Nonsuicidal self-injury (hereafter referred to simply as self-injury or SI) is defined as the deliberate damage of body tissue without intention to die (Berger et al., 2014). Self-injury can take a variety of forms such as cutting, burning, scratching, biting, and hitting. Self-injury is a common behavior among adolescents, with prevalence rates in a nationwide sample of over 60,000 youth at approximately 6%-14% in males and 17%-30% in females (Monto et al., 2018). Because of the risks and pervasiveness of this behavior, professional counselors play a significant role in prevention and intervention. Professional school counselors are especially well-situated to support students who self-injure. However, there are relatively few school policies in place that address self-injury and many school staff report a lack of knowledge, training, and self-efficacy with addressing self-injury (Berger et al., 2014). This lack of knowledge and training, in combination with negative beliefs and stigmatizing views about self-injury, can lead to significant challenges in quality care.

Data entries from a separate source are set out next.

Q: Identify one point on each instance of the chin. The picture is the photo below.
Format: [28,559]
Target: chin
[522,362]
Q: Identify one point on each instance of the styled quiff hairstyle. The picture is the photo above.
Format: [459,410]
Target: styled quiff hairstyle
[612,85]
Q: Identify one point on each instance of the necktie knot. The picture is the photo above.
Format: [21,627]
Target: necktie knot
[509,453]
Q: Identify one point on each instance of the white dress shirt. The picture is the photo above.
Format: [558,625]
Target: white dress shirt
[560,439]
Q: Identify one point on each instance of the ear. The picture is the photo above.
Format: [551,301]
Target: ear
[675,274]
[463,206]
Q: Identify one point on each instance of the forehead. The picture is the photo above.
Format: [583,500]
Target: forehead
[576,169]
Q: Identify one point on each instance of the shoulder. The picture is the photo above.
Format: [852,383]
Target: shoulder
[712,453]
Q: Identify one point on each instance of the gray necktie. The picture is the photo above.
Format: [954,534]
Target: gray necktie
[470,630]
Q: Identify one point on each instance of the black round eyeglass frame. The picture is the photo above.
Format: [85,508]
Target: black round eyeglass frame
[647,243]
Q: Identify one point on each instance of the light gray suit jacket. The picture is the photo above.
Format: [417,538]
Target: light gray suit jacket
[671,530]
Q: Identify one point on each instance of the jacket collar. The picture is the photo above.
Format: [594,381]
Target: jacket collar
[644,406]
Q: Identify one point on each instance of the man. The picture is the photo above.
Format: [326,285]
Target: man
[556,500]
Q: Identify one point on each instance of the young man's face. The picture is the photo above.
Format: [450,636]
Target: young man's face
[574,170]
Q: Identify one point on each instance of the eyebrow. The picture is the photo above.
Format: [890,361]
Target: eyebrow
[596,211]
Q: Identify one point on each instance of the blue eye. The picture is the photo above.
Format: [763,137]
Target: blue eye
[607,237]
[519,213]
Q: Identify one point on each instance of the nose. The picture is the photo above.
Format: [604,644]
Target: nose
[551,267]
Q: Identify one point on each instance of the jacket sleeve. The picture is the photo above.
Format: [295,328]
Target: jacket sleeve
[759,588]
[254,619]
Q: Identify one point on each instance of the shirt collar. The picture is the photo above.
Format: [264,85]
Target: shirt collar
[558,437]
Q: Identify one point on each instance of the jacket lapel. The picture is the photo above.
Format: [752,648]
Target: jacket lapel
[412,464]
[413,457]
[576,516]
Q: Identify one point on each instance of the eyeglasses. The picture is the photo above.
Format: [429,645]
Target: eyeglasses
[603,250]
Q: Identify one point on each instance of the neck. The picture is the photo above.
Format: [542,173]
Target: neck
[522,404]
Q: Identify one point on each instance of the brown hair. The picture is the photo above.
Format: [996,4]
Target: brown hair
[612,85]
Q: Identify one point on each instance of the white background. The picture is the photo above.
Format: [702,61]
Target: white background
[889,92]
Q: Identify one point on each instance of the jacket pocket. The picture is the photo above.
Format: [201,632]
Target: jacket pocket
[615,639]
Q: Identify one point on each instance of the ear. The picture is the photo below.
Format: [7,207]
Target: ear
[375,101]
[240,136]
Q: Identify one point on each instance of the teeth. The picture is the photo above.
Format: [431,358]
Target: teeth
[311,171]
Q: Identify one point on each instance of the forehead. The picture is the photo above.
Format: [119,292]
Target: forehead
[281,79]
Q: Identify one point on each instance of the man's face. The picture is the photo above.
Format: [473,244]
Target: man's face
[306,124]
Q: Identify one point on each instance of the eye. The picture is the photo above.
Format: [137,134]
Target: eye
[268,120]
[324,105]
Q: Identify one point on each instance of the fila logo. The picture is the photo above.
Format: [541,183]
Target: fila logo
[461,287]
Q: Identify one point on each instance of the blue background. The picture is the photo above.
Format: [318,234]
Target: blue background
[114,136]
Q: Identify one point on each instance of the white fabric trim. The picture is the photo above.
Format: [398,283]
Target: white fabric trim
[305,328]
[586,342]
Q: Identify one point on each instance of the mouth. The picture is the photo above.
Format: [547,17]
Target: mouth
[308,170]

Competently addressing SI may take on a variety of forms including evidenced-based intervention, education and collaboration among school staff, and appropriate referrals. Professional school counselors should take advantage of opportunities to increase their knowledge and self-efficacy regarding SI, while also gaining awareness and challenging their biases and negative assumptions (Berger et al., 2014). In this chapter, the functions and purpose of SI will be explored, along with the relationship between SI and suicidality, and potential complications of SI. Ethical and legal issues associated with SI, including special considerations from the American School Counselor Association (ASCA), will also be addressed. Next, warning signs and risk factors for SI will be presented, and common myths will be discussed. Finally, the importance of collaborating with school personnel is highlighted, and best practices for school counselors working with students who engage in SI are provided.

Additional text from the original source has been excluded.